Aby Ndour insiste, persiste et signe. Elle l’a réitéré au juge hier : Pierre Atepa Goudiaby la harcelait sexuellement. La chanteuse dit avoir posté la fameuse vidéo où elle l’accuse de harcèlement sur sa page Facebook pour sauver sa peau et son business. Pour sa aprt, Pierre Atepa Goudiaby lui a réclamé, à titre de dédommagement, la somme de 100 millions F Cfa pour diffamation. Délibéré au 6 mai prochain.
Finalement, après moult renvois, le procès pour diffamation opposant l'architecte Pierre Atepa Goudiaby et la chanteuse Aby Ndour s'est tenu, hier, devant la première Chambre correctionnelle de Dakar.

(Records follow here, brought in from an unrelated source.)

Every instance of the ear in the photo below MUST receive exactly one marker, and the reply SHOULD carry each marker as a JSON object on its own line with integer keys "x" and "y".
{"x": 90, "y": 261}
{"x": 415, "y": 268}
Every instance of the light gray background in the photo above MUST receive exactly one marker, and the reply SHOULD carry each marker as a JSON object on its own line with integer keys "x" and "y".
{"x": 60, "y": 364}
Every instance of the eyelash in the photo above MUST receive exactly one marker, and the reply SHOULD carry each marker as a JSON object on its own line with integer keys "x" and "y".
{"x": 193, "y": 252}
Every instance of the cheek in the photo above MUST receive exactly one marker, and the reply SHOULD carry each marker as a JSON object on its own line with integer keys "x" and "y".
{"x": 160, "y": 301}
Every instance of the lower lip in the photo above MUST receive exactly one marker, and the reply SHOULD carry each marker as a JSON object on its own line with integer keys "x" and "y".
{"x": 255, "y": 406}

Dans cette affaire, Atepa reproche à la sœur de Youssou Ndour d'avoir posté sur sa page Facebook, le 2 juillet 2020, une vidéo dans laquelle elle l'accuse de harcèlement sexuel. Ladite vidéo dit ceci : «un soir, dans la voiture de Pierre Goudiaby Atepa, en présence de son chauffeur et des sieurs Abdourahmane Baldé et Pèdre Ndiaye, il m'a dit : ‘’désormais, on s'appellera papa et fille le matin ; et le soir on fera autre chose de beaucoup plus intime. Je t'achèterai un appartement, je t'offrirai le restaurant qui est en dessous de la porte du Millénaire et que j'ai acheté à 700 millions F Cfa. Je vais construire pour toi en outre une boîte de nuit à l'endroit où se trouve la statuette"».

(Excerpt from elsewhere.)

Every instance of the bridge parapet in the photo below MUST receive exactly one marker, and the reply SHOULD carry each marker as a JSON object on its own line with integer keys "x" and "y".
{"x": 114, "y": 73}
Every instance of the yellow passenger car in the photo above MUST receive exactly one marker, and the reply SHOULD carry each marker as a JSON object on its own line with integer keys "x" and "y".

A la barre hier, Aby Ndour, devant le juge Ndary Diop, a réitéré ses propos. «Je confirme encore une fois l'audition que j'ai faite à la police», dit-elle avec assurance à l'entame. Et d'ajouter : «je n'ai jamais eu de relations avec lui. J'ai mon restaurant sur la corniche. Il est venu vers moi en 2016 à ma place. Et à chaque fois, depuis 2016, il fait le tour de la corniche jusqu'à ce qu’arrive ce qui s'est passé. À chaque fois, il m'appelait sur un numéro privé. C'est son numéro de France que j'ai. Concernant tout ce qui s'est passé entre lui et moi, je n'y ai aucune responsabilité. C'est lui qui est l'auteur de tout ce qui s'est passé. Je ne l'ai jamais appelé. Moi je ne voulais que gérer mon business. C'est lui qui m'a trouvée sur la corniche. Le problème dure depuis 2016. J'ai pris l'entière initiative et sans l'influence de qui que ce soit de faire la vidéo avec des preuves à l'appui. C'était trop pour moi. Il me harcelait», a asséné la prévenue Aby Ndour. Qui ajoute : «il m'a appelé et m’a proposé le restaurant lorsqu'il m'a embarquée dans un 4×4 noir jusqu'à la statuette de Senghor où il m'a dit je t'offre des terres. Il m'a ensuite dit "bëcëk su jotee nu nek papa ak doom et guddi bu jotee nu nek leneen" (ndlr : on s'appellera papa et fille le matin ; et le soir on fera autre chose de beaucoup plus intime). Je le confirme. C'est lui qui me l'a dit dans sa voiture, en présence de Abdourahmane Baldé et son chauffeur. Il me proposait des terres et un restaurant sur la corniche. Mais, à quelle fin ?».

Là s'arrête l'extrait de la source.